After the third set, cover and allow the dough to rise for another 30 minutes or until it doubles in size.
Step 3: Prepare the Pan
While the dough is on its final rise, pour 50 grams of olive oil into the bottom of a non-stick, metal 9 by 13 inch baking pan, ensuring the entire surface is covered.
If you prefer, you can add a little more oil to enhance the flavor and texture of the crust.
Step 4: Proof the Dough in the Pan
Once the dough has doubled in size, transfer it to the prepared pan.
Gently spread it to fill the entire base of the pan.

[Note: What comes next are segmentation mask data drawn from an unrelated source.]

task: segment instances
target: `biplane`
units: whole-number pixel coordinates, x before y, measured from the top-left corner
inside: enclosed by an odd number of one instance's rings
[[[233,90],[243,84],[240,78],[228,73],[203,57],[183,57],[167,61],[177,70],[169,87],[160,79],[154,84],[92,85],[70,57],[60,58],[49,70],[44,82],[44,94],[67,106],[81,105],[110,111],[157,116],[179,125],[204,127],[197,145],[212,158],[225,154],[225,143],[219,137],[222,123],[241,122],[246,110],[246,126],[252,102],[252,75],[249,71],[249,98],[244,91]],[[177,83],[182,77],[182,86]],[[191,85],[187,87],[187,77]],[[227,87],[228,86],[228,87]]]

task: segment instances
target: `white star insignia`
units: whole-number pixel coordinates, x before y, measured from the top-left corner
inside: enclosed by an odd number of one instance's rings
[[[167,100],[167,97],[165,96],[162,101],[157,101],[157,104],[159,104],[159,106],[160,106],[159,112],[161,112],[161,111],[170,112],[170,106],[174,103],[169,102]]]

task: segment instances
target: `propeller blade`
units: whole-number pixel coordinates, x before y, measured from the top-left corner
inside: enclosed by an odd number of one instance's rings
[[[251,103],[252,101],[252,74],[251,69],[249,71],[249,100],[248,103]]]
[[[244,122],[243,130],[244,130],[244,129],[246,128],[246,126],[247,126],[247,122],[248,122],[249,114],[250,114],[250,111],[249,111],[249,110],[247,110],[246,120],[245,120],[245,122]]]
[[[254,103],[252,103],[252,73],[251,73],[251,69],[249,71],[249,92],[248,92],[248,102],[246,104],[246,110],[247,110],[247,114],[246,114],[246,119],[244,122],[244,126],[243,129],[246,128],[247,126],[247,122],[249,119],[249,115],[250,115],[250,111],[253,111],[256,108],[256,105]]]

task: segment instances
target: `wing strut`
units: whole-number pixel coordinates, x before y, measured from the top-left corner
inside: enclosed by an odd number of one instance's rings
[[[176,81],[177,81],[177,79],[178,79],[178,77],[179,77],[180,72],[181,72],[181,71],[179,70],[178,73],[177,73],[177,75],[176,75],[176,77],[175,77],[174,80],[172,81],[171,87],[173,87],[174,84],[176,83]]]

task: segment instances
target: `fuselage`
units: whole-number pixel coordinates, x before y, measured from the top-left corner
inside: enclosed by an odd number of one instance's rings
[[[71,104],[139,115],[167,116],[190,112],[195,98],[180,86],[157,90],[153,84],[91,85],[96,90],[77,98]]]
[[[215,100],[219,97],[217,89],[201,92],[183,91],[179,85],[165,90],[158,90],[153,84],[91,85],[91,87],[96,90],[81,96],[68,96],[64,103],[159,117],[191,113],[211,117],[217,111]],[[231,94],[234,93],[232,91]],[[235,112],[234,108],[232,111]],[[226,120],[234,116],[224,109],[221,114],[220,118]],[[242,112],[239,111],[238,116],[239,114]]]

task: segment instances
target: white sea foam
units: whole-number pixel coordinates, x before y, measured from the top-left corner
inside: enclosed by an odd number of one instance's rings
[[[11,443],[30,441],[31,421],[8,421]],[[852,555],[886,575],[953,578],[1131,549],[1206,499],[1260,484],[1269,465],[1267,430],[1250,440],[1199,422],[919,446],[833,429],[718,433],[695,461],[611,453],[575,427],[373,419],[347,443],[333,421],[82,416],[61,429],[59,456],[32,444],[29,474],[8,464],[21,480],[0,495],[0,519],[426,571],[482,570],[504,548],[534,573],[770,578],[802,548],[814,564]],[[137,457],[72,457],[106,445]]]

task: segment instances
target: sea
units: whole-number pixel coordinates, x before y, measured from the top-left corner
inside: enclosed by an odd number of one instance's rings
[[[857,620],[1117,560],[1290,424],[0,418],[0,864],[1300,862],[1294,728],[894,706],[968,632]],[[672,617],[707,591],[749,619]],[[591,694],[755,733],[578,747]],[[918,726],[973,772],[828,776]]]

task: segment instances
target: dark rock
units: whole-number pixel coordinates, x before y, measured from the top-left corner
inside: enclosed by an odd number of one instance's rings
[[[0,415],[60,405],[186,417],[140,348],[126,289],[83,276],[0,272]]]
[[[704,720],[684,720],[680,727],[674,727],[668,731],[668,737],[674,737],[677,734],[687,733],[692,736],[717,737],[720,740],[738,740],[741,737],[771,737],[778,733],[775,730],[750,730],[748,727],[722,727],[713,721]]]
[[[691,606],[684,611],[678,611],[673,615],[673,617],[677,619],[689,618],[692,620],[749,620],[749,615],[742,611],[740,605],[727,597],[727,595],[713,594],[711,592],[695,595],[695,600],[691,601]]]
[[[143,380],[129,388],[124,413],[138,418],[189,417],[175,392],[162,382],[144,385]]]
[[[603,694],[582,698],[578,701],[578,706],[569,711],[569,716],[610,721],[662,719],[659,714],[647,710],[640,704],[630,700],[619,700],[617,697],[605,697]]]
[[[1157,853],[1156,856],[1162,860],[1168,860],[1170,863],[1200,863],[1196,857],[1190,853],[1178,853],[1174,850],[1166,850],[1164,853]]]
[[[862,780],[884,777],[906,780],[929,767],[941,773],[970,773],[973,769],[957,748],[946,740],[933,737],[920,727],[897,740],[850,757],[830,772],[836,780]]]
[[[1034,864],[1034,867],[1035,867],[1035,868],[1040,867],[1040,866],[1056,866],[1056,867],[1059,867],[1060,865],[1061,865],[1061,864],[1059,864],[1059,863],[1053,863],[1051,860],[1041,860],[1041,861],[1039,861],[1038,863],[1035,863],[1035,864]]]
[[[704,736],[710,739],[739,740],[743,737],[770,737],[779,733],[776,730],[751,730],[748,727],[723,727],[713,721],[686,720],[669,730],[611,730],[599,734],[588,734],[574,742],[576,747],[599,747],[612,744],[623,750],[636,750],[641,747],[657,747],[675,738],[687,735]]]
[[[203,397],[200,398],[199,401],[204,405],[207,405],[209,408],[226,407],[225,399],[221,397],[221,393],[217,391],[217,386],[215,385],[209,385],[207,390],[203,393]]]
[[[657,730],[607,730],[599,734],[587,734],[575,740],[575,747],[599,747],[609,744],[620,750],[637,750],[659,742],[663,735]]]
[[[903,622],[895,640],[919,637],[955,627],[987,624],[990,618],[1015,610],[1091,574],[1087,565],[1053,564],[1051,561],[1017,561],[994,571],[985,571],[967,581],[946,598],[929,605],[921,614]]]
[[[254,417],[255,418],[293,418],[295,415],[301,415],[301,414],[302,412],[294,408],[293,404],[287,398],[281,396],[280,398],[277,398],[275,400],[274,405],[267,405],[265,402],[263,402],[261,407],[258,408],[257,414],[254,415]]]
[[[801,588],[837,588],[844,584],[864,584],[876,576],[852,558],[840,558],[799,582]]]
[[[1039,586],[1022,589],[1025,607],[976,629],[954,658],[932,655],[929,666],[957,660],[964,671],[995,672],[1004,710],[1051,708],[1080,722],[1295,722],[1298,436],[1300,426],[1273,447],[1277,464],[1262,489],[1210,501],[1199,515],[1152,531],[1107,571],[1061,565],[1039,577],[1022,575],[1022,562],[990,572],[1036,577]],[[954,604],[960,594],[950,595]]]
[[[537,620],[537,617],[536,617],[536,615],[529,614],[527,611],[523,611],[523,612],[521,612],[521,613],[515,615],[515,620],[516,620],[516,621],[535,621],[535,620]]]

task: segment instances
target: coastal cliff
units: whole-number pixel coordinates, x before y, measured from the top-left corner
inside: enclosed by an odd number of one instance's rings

Cover with a kitchen towel and allow it to rise for about an hour, during which time it should noticeably puff up.
Step 5: Dimple and Bake
Preheat your oven to 450ºF.
After the dough has doubled in size again, pour 30 grams of olive oil over the top.
Use your fingers to gently dimple the dough without deflating it entirely, as you want to maintain its airy texture.
Sprinkle with flaky sea salt or any other desired toppings.
Bake in the preheated oven for 25 minutes until golden brown.
Step 6: Cool and Enjoy
Once baked, let the focaccia cool completely on a wire rack.
Once cooled, slice and serve your delicious homemade focaccia.
Enjoy the delightful texture and flavor!